Novel Biomarker for Prediction of Survival in Colorectal Carcinomas Revealed
September 13, 2006
Field(s) of Research
: Cellular and Molecular Biology, Experimental and Molecular Therapeutics, Prevention Research
CHICAGO -- Levels of a protein called thymidylate synthase (TS) within two separate compartments of a tumor cell—the nucleus and the cytoplasm—may be critical markers predicting survival in colorectal cancer, according to a study at Yale University School of Medicine.
The study revealed two different and independent predictors of survival in colorectal cancer. One was TS levels in the nucleus—the higher the levels, the lower the survival time; and one was the ratio of TS levels in the nucleus to levels in the cytoplasm—the higher the ratio, the lower the survival time.
“TS levels have been known as a marker for decreased survival and response to therapy, but this is the first study to show that the relationship between nuclear and cytoplasmic levels of TS can predict survival,” said first author Mark D. Gustavson, Ph.D., a postdoctoral fellow in Yale’s Department of Pathology.
Results were presented at the first meeting on Molecular Diagnostics in Cancer Therapeutic Development, organized by the American Association for Cancer Research.
To determine subcellular TS levels, Gustavson and his colleagues used AQUA™, a system that combines fluorescence-based imaging with automated microscopy and high-throughput tissue microarray technologies. Developed at Yale and licensed to HistoRx, AQUA can measure protein concentrations within specific cells and cellular compartments in a highly reproducible and unbiased manner, Gustavson said.
Working with tissue samples from 518 colorectal cancer patients diagnosed between 1970 and 1981, the researchers found that just 51 percent of patients with high TS levels in the nucleus survived for five years compared to 71 percent of those with lower levels.

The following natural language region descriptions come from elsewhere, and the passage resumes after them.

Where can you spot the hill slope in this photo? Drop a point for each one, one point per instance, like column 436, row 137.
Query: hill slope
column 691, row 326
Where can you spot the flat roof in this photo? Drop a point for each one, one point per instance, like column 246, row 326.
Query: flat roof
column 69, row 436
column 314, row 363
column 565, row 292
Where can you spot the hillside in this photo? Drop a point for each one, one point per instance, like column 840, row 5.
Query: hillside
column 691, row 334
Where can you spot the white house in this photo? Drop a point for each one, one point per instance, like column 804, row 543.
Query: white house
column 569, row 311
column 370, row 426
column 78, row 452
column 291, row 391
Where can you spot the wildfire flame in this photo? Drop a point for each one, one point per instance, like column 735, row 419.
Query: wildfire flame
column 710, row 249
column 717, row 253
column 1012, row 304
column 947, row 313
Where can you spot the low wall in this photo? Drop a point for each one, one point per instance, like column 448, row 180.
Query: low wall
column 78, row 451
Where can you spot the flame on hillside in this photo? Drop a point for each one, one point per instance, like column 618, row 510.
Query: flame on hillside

The difference was highly statistically significant. TS levels in the cytoplasm were also higher in patients with lower survival times, though they were not as strong a predictor of survival as TS levels in the nucleus.
The researchers next looked at the ratio between TS levels in the nucleus and in the cytoplasm and discovered that a high ratio predicted decreased survival. Moreover, the cytoplasmic-to-nuclear ratio appeared to be an independent marker, not correlated with high nuclear levels. Among patients with a high ratio, more than half (55 percent) did not have high nuclear levels.

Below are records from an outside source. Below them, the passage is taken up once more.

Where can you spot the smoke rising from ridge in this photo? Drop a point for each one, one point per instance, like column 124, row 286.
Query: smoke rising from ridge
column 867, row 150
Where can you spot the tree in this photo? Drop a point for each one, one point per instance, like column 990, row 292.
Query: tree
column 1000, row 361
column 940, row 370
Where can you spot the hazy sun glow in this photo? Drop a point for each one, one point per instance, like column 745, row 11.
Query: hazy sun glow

“The ratio identifies a group of patients with worse prognosis that would otherwise be missed,” Gustavson said.
After taking into account other predictors of survival, including stage, age at diagnosis, gender, and race, both nuclear TS levels and the cytoplasm-to-nucleus ratio emerged as independent predictors of survival.
“This is a new potential biomarker for predicting survival in patients with colorectal cancer,” said Gustavson. Up to now, standard immunohistochemistry has been used to measure only absolute levels of TS. However, this study shows that TS expression levels within different subcellular compartments and their relationships should also be considered, he said.
The researchers also note that the markers may help in predicting response to therapy with 5-FU, one of the standard chemotherapy drugs used in colorectal cancer, since TS levels have been shown to be critical in modulating response to the drug. Currently a retrospective study is examining whether these two biomarkers can predict response to 5-FU.